Cahillik çok iyi bi’şi. Ne güzel. Her şeyi biliyorsun.

Şuna sebep oluyorlar, saç baş yoluyorum.

Vakti zamanında CHP Darıca Kadın Kolları’nın karıştığı bir hadisede soluğu apar topar Darıca’da almış..

Dönemin Kadın Kolları Başkanı’ndan vakaya dair görüş almış ve o görüşmenin sonunda, “Borcum ne kadar?” sorusuna muhatap olmuştum.

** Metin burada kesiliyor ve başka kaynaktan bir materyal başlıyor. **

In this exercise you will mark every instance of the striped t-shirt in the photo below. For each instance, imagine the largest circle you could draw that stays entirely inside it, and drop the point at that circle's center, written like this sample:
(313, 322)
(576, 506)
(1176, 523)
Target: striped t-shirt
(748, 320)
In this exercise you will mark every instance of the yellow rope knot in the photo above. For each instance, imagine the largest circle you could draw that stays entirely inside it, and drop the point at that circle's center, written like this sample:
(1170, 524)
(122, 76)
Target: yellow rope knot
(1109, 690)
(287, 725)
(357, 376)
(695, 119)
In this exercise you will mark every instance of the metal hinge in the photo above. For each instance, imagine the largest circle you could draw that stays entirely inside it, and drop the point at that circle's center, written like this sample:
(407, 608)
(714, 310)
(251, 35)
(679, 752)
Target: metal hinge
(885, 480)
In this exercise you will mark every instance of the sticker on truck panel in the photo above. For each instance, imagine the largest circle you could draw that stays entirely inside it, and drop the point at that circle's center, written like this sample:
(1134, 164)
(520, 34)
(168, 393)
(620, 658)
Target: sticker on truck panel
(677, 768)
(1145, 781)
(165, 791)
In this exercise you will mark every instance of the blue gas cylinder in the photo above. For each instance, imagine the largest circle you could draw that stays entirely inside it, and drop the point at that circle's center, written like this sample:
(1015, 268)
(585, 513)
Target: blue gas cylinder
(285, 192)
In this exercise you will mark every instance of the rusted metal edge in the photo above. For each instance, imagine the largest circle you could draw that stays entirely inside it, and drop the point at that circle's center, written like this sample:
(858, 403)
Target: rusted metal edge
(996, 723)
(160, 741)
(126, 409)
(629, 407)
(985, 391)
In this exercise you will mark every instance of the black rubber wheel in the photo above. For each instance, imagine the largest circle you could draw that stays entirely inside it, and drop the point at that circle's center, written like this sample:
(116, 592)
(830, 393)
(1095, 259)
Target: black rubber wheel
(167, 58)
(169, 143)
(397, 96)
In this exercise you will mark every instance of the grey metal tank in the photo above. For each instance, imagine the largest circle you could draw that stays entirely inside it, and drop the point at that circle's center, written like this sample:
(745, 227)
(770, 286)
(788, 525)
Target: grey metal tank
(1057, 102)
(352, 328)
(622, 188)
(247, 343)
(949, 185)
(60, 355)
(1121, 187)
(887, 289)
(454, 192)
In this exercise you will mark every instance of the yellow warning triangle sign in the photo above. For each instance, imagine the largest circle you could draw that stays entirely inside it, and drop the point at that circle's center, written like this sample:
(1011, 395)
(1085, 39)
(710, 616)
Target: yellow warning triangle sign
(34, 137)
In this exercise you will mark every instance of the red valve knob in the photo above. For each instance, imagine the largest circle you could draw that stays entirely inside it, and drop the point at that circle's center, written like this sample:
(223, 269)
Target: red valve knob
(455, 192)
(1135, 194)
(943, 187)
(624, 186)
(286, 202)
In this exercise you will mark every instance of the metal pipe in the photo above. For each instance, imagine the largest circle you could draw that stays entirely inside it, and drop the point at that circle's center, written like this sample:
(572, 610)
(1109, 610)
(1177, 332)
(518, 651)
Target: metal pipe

Çünkü gelinen aşamada, kamuoyunun genel algısı da aynı şekilde oluştu. Halkımız haberciliğin, parayla yapıldığını, gazetelerin veya gazetecilerin hele ki o haber bir röportaj, hele ki sanayici esnaf haberi falansa, kişi merkezli haberse parayla yapıldığını zannetmiş, vakti zamanında sosyal medyadan paylaştığım;

“Mecburi bir açıklama. O zaman paralar nerede? Evde kıyamet kopacak” başlıklı uzunca paylaşımımı şöyle bağlamıştım:

Diğer detay şu..

Yazdığım para, yazmadığım para..

Yazıyorsam para aldığım için yazıyor, yazmıyorsam yine para aldığım için yazmıyorumdur..

Ayaklı darphane gibiyim..

Madem saniyem bile para, nerede lan bu paralar. Yerini ben bilmiyorum..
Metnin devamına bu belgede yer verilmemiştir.